An issue may also arise as to the rate of interest. In Seaboard Air Line Railroad Co. v. United States, 261 U.S. 299, 43 S.Ct. 354, 67 L.Ed. 664 (1923), the Supreme Court held that an award of seven percent interest on a condemnation award was appropriate despite the absence of an interest provision in the relevant statute. “[N]o specific command to include interest is necessary when interest or its equivalent is a part of such compensation.” Id. at 306, 43 S.Ct. at 356. It has been held elsewhere that the six percent interest provided for in the Declaration of Taking Act cannot under the fifth amendment constitute a ceiling, although it constitutes a floor, on the interest recoverable on condemnation awards.

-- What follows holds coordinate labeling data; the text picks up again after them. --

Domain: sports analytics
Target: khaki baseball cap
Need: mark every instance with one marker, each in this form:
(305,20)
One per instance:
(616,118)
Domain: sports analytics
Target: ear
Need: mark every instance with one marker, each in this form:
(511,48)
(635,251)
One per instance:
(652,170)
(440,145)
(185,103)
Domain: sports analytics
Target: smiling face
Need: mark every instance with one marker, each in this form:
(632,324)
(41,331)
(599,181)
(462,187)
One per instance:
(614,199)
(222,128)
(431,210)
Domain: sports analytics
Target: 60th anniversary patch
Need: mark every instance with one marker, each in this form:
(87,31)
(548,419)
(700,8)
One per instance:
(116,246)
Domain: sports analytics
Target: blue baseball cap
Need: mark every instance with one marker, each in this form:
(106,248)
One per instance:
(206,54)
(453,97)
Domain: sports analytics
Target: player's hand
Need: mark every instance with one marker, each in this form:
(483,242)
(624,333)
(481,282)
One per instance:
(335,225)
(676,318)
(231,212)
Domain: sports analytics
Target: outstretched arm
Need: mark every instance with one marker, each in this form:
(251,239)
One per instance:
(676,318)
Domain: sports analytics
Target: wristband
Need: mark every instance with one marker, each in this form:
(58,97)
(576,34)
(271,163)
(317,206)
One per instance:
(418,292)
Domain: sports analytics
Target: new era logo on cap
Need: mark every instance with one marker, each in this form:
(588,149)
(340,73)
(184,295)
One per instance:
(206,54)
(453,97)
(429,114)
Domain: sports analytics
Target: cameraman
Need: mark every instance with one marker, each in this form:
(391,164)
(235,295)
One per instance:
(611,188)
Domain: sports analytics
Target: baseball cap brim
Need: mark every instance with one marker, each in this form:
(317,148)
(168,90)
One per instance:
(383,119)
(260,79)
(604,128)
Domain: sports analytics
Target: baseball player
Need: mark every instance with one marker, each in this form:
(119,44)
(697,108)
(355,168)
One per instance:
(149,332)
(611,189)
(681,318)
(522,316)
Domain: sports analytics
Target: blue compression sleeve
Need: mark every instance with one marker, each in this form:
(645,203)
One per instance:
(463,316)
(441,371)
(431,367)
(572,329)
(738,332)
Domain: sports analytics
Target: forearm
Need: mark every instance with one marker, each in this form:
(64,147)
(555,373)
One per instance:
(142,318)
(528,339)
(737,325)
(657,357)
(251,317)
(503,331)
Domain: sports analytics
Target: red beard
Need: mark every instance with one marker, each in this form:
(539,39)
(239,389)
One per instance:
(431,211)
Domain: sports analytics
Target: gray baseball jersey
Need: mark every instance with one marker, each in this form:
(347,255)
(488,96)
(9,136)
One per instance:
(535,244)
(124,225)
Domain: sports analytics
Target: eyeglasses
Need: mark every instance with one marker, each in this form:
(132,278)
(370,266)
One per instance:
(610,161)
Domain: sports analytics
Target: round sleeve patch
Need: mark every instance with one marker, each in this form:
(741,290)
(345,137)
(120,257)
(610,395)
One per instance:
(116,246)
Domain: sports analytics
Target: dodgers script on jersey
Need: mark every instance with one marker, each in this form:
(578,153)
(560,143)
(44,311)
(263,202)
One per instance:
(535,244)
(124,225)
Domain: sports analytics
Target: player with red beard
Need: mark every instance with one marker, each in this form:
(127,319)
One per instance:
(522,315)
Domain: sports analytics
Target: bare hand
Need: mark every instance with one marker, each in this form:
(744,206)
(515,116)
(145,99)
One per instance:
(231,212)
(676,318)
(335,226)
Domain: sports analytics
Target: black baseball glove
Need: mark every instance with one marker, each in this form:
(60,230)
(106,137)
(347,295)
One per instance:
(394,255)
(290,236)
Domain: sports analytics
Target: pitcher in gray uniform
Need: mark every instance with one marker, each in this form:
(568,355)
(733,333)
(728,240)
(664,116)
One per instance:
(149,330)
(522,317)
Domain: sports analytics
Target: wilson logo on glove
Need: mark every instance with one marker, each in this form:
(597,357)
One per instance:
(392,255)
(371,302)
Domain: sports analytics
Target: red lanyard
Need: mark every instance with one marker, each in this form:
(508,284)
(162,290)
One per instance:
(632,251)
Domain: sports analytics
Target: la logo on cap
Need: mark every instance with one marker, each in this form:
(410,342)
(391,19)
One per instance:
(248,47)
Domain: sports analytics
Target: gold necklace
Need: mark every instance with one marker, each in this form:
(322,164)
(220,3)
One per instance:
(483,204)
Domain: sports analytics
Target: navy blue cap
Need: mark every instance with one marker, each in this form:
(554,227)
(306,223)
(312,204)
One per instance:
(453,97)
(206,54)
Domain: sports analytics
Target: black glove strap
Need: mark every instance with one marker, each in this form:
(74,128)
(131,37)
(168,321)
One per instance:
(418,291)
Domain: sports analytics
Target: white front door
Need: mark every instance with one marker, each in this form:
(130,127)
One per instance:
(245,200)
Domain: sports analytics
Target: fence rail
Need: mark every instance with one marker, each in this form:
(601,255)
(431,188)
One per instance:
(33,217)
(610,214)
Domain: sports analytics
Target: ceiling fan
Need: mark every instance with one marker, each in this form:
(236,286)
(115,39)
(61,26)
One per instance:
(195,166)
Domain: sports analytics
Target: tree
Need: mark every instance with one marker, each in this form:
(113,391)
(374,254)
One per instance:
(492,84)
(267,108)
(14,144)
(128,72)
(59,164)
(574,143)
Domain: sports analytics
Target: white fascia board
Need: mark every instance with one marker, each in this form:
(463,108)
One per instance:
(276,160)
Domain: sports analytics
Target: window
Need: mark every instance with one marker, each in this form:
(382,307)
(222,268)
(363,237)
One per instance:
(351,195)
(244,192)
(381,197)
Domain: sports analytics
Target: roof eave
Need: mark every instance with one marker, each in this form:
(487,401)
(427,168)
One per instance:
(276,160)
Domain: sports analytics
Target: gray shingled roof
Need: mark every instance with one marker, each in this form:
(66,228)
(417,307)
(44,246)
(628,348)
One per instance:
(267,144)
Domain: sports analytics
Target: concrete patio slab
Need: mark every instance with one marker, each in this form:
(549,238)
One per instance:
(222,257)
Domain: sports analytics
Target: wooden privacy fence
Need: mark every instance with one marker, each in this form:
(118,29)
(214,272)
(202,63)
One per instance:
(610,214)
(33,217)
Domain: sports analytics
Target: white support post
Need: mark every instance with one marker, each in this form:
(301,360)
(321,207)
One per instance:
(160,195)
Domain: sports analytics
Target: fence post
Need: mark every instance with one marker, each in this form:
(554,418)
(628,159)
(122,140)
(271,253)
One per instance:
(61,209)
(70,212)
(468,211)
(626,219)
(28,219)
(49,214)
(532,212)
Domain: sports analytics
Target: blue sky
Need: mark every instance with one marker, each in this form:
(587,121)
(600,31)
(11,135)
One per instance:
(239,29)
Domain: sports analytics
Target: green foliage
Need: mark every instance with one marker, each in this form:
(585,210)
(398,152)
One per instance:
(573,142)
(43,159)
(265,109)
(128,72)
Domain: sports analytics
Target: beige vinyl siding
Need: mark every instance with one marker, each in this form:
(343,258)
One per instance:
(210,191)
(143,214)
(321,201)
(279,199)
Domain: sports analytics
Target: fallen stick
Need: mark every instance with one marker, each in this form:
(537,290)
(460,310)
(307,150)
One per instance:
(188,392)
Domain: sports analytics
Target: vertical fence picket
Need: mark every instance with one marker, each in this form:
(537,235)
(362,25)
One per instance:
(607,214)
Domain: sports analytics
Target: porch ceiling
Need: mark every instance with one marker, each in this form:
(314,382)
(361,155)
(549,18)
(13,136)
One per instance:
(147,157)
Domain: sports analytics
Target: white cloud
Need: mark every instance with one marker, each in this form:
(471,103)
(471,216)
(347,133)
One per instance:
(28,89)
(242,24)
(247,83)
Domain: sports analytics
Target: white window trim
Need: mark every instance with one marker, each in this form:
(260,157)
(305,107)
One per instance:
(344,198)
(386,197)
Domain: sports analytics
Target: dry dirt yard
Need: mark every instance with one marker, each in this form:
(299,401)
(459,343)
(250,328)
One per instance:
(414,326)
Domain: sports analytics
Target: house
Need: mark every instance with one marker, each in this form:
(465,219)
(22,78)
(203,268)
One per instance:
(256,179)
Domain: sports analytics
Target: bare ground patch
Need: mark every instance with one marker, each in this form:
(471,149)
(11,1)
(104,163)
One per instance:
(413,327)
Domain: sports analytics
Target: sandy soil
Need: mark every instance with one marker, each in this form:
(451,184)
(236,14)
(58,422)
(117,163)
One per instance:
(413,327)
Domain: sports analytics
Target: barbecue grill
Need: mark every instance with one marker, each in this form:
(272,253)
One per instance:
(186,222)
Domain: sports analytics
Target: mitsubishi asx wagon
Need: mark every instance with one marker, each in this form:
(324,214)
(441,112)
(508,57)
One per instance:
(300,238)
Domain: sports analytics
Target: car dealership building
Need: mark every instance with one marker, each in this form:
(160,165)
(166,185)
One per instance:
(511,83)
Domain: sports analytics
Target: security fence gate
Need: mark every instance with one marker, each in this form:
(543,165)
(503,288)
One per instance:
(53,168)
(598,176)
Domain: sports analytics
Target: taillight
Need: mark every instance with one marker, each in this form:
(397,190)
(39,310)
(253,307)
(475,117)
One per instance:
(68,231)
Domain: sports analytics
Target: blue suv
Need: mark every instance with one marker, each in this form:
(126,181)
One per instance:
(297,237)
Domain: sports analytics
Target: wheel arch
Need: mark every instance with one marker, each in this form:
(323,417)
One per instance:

United States v. Blankinship, 543 F.2d 1272 (9th Cir.1976); United States v. 319.46 Acres of Land, 508 F.Supp. 288 (W.D. Okla.1981). Upon remand the district court should determine a rate of interest “as will produce the full equivalent of [fair market] value paid contemporaneously with the taking.” Seaboard, 261 U.S. at 306, 43 S.Ct. at 356. Such rate may take into account the prevailing rates on long term Treasury Notes at various times and may exceed the six percent statutory rate. Blankinship, 543 F.2d at 1276.

Accordingly we reverse and remand to the district court for further proceedings consistent with this opinion.

. While the marshal's affidavit alleges attempted but unsuccessful personal service, there is no evidence of what actual efforts the marshal made to locate Jaeckle. Given Jaeckle’s close ties with the small island community, the marshal’s efforts could scarcely have been more than perfunctory. In any event, the marshal’s negative return is insufficient evidence that “a reliable means of acquainting parties that their rights are before the courts” was adopted. See Mullane v. Central Hanover Trust Co., 339 U.S. at 315, 70 S.Ct. at 658.

. Similarly Fisher’s contention that the lack of notice violated Jaeckle’s liberty interest in being free from arbitrary governmental action, thus mandating return of the land, is without merit.

. This is not to say that Fisher is foreclosed from attempting to prove that the government's taking was for an improper purpose at the forthcoming valuation proceeding, infra, provided she can adduce evidence placing these matters in a new and different light.

. Fisher alleges that the 26 acres are now worth over $300,000.